К счастью, голос смягчился, и акцент его стал смешным:
«Пачему бы вам, дарагой товарищ, не атведат тушёный фасол?»
Старый горец в фартуке поверх зелёного, как брезент, костюма вытирал об себя руки, приговаривая: «Надэюс панравица, дарагой товарищ!»
Умеют казаться добрыми старики.
Люди вокруг него красуются уверенной, цельной улыбкой. Всегда готовые атаковать оппонента аплодисментами.
Запах, тем не менее, был приятный, и я взял ложку, чтобы попробовать, но кто-то хлопнул меня по спине и сковородка пропала.
Я посмотрел на испачканный фартук очевидного хозяина торжества — тот спросил:
«Что-то тибе-вам нэ нравица, дарагой товарищ?» — и начал громоздиться на меня, расти на глазах в огромную, размером с дом машину для расчёта такого холодного, какого никогда не даст человек, — для расчёта судеб.
Я чуть не выпал из кресла, запутался в одеяле. Люди за другими столиками улыбались неодобрительно. Соседка ела тушёную в томатной пасте фасоль.
Палыч читал мятый «Плэйбой». Передо мной стоял бокал с пивом.
«Можешь ещё спать», сказал Палыч, но мне понадобилось узнать, чьё лицо в рамке носилось по улицам до меня.
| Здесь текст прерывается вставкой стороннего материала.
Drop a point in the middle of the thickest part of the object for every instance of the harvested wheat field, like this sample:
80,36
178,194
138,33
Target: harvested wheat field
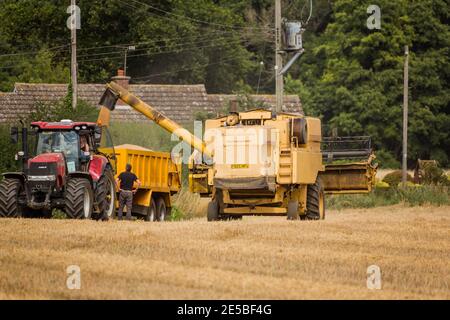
256,258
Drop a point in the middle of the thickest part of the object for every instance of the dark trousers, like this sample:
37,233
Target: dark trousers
125,198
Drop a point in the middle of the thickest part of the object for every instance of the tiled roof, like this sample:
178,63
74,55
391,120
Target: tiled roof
179,102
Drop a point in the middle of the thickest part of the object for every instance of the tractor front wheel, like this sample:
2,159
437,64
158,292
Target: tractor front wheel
105,196
10,190
79,199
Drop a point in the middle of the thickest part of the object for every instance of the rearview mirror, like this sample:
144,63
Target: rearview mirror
109,99
14,135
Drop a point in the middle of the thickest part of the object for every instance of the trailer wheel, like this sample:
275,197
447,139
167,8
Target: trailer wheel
292,210
315,202
213,210
162,210
79,199
10,190
151,211
105,196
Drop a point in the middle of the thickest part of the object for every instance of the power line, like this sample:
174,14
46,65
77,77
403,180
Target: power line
195,20
186,69
163,52
30,53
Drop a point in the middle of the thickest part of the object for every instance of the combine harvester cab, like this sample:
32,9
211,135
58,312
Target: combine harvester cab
350,166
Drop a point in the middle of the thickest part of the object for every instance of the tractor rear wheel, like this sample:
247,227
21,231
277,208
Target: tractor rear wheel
161,209
79,199
315,202
213,210
151,211
10,190
105,196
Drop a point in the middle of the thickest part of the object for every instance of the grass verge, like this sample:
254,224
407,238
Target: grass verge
410,196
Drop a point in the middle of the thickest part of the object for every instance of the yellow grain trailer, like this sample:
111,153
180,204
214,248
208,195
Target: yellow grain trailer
160,178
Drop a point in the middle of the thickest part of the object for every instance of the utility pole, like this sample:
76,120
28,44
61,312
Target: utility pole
405,117
129,48
279,84
73,33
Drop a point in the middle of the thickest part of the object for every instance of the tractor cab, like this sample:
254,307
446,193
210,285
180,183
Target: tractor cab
74,140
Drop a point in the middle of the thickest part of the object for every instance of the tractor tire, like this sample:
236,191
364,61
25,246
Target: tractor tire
105,196
9,198
292,210
213,210
161,210
315,201
79,199
151,211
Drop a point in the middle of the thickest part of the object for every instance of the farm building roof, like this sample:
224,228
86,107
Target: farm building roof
179,102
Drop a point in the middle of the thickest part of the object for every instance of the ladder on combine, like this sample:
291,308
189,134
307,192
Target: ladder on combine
349,165
285,171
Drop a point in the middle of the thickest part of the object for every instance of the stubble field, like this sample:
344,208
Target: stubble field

Получил то, на что напросился:
«Немца одного... Он теперь запрещён».
Курва матка! — обычно восклицал мой отец. Закрой пасть, ворожина! — кричала на него бабка, вынося мне очередного брата или сестру.
Рубикон перейдён, и разнеслось моё пламенное заявление большим тиражом по небольшим квартирам избирателей.
Попросил блокнот, ручку — и записал всё, что удалось выудить в памяти, начиная с сегодняшнего утра.